Authors: COFFEY, ALISHA - University Of North Carolina; SMALLWOOD, TANGI - University Of North Carolina; ALBRIGHT, JODY - University Of North Carolina; HUA, KUNJIE - University Of North Carolina; KANKE, MATT - University Of North Carolina; POMP, DANIEL - University Of North Carolina; Bennett, Brian; SETHUPATHY, PRAVEEN - University Of North Carolina

Submitted to: PLoS Genetics
Publication Type: Peer Reviewed Journal
Publication Acceptance Date: 9/12/2017
Publication Date: 9/15/2017
Citation: Coffey, A.R., Smallwood, T.L., Albright, J., Hua, K., Kanke, M., Pomp, D., Bennett, B.J., Sethupathy, P. 2017. Systems genetics identifies a co-regulated module of liver microRNAs associated with plasma LDL cholesterol in murine diet-induced dyslipidemia. PLoS Genetics. 49(11):618-629. https://doi.org/10.1152/physiolgenomics.00050.2017.
DOI: https://doi.org/10.1152/physiolgenomics.00050.2017

Interpretive Summary: microRNAs (miRNAs), which are small non-coding RNAs that fine-tune gene expression primarily at the post-transcriptional level, have emerged as key players in many processes, including those involved with lipid homeostasis. Several hepatic miRNAs are diet responsive and have been associated with atherosclerosis and hyperlipidemia. In the present study, we utilized a cohort of almost 300 DO mice to interrogate the hepatic network of miRNAs associated with circulating lipid levels in diet-induced dyslipidemia. We identify a key co-regulated module of miRNAs that is strongly associated with LDL cholesterol (LDL-C), which is a significant risk factor for many downstream morbidities, including atherosclerosis and metabolic disease.
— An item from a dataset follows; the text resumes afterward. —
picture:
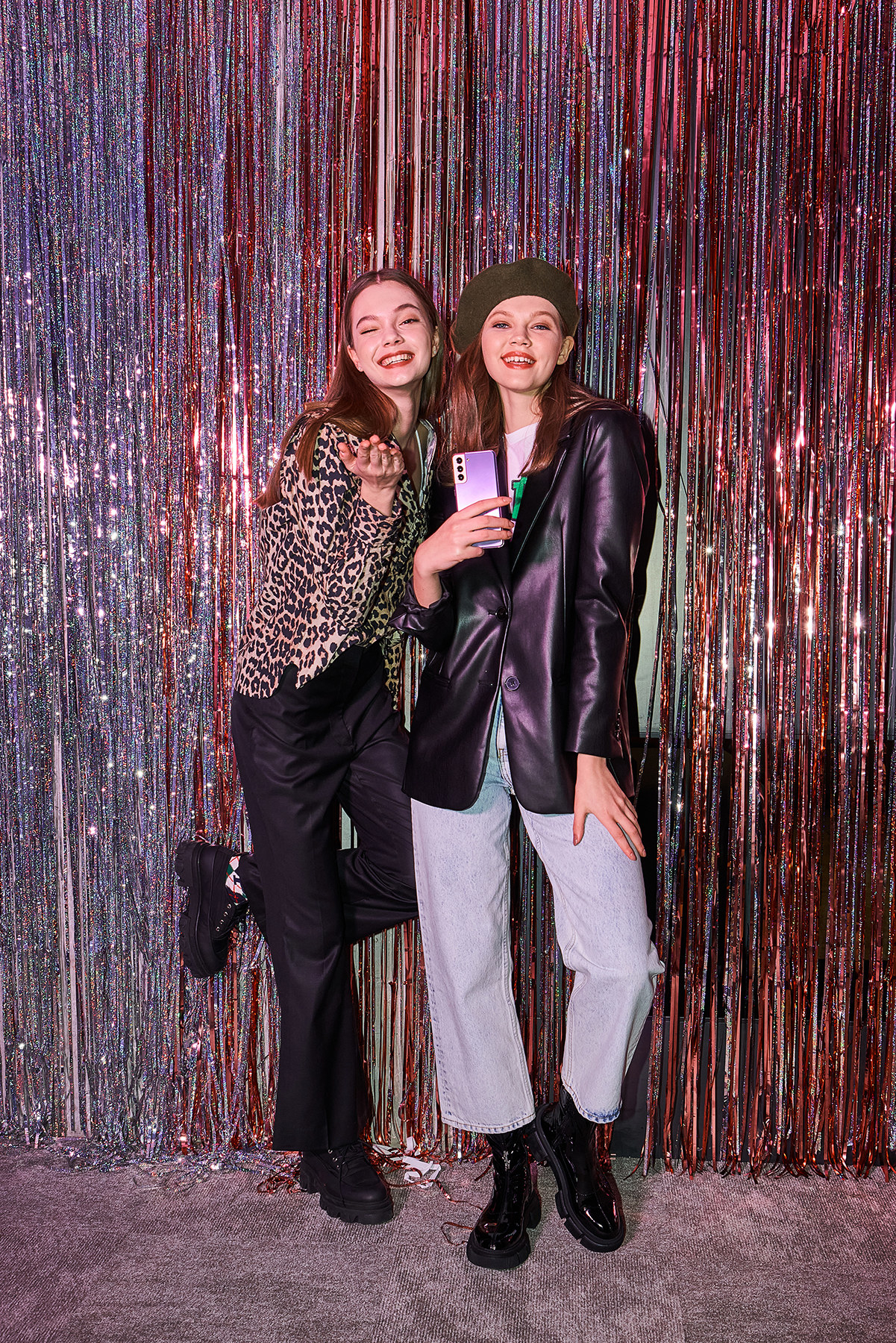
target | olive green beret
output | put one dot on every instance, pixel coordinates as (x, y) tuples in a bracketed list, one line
[(493, 285)]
Technical Abstract: Chronically altered levels of circulating lipids, termed dyslipidemia, is a significant risk factor for a number of metabolic and cardiovascular morbidities. MicroRNAs (miRNAs) have emerged as important regulators of lipid balance, have been implicated in dyslipidemia, and have been proposed as candidate therapeutic targets in lipid-related disorders including atherosclerosis. A major limitation of most murine studies of miRNAs in lipid metabolic disorders is that they have been performed in just one (or very few) inbred strains, such as C57BL/6. Moreover, although individual miRNAs have been associated with lipid phenotypes, it is well understood that miRNAs likely work together in functional modules. To address these limitations, we implemented a systems genetics strategy using the Diversity Outbred (DO) mouse population. Specifically, we performed gene and miRNA expression profiling in the livers from ~300 genetically distinct DO mice after 18 weeks on either a high-fat/high cholesterol diet or a high protein diet. Large-scale correlative analysis of these data with a wide range of cardio-metabolic endpoints revealed a co-regulated module of miRNAs significantly associated with circulating Low Density Lipoprotein Cholesterol (LDL-C) levels. The hubs of this module were identified as miR-199a, miR-181b, miR-27a, miR-21_-_1 and miR-24. In sum, we demonstrate that a high-fat/high-cholesterol diet robustly re-wires the miRNA regulatory network, and we identify a small group of co-regulated miRNAs that may exert coordinated effects to control circulating LDL-C.